Właśnie pojawiła się najnowsza produkcja. „Kalejdoscope” z Krissem Kylem w roli głównej to przede wszystkim wizualny majstersztyk, który trzeba zobaczyć koniecznie!
Patrzaj tu: [ KLIK KLIK KLIK ]
A przy okazji tego filmu, Red Bull przygotował zestawienie pięciu najciekawszych filmów rowerowych, w których maczali palce.
Klik klik klik: [ KLIK KLIK KLIK ]
Przyjaciele Windows 95
W zeszłym tygodniu wspominałem o swojej przygodzie pierwszymi systemami operacyjnymi Microsoftu. Dziś w ramach kontynuacji tematu smakołyk dla psychofanów dawnych czasów oraz… serialu „Friends”.

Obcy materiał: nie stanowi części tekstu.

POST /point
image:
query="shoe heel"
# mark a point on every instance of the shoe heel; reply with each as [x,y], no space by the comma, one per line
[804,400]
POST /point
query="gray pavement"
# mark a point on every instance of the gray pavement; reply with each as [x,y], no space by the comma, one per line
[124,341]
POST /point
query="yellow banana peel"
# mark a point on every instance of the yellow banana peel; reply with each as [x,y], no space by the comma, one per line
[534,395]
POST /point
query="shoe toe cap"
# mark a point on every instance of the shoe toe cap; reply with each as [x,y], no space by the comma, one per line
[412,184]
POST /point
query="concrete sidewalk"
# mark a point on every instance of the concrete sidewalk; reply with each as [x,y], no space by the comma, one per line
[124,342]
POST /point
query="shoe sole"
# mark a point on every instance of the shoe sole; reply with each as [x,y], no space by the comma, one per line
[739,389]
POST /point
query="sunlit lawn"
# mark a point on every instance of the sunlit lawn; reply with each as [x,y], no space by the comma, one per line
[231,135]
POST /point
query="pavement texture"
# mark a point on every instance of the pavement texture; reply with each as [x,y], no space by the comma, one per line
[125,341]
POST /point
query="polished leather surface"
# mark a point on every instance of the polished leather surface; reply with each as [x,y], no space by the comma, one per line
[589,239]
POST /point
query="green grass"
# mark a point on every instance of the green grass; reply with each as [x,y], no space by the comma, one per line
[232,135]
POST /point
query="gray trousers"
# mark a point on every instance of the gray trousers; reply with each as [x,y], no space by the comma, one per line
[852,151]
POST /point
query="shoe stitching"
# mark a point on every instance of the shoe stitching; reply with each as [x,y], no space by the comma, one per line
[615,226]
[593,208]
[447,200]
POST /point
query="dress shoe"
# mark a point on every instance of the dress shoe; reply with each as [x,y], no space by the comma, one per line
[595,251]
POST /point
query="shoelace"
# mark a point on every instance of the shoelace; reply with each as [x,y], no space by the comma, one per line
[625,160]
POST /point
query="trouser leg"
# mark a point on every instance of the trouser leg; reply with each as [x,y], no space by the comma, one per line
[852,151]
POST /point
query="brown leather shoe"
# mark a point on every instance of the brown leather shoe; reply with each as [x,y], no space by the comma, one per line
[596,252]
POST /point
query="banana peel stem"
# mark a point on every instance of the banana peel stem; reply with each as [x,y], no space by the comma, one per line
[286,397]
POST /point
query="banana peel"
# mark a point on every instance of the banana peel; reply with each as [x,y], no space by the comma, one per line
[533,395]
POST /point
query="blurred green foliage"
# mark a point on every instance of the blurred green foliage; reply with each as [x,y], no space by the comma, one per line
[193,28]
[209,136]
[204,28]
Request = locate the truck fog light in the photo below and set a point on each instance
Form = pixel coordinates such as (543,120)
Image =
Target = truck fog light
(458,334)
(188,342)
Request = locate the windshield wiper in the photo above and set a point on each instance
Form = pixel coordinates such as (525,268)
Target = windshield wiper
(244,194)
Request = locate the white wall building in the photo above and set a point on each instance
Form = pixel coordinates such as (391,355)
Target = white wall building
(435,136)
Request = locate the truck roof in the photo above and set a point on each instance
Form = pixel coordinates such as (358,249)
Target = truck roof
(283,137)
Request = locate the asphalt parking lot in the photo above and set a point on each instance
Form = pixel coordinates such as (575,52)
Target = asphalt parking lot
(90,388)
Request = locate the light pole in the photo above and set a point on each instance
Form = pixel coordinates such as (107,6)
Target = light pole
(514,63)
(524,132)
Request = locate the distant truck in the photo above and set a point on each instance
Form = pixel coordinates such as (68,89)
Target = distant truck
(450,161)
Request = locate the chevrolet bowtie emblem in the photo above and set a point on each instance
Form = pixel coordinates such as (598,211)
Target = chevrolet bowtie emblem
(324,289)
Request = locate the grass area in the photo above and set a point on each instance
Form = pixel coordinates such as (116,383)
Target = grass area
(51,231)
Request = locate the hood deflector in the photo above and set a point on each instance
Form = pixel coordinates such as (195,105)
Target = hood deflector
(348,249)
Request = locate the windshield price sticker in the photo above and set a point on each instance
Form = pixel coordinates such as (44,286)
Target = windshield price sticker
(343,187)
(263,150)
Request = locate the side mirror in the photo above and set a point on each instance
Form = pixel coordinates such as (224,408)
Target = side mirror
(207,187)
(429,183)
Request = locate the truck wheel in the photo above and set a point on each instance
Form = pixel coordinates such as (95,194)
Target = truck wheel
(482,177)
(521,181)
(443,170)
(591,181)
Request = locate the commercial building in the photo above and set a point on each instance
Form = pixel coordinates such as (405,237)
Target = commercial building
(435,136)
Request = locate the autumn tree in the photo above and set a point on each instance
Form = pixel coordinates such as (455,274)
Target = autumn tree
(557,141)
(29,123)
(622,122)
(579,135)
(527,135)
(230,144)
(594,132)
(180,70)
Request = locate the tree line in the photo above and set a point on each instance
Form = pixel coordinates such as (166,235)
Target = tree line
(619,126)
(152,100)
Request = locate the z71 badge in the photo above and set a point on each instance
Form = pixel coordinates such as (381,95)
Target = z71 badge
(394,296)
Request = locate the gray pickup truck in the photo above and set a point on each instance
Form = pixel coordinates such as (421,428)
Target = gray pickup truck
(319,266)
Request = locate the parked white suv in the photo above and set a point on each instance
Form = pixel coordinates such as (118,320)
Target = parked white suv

Razem z wypuszczeniem Windowsa 95 do sprzedaży trafił wideo przewodnik. Jego główną częścią był „pierwszy w historii cyber sitcom”, którego bohaterami byli Jennifer Aniston oraz Matthew Perry czyli Rachel i Chandler z święcących w tym czasie triumfy „Przyjaciół”. Fajowe!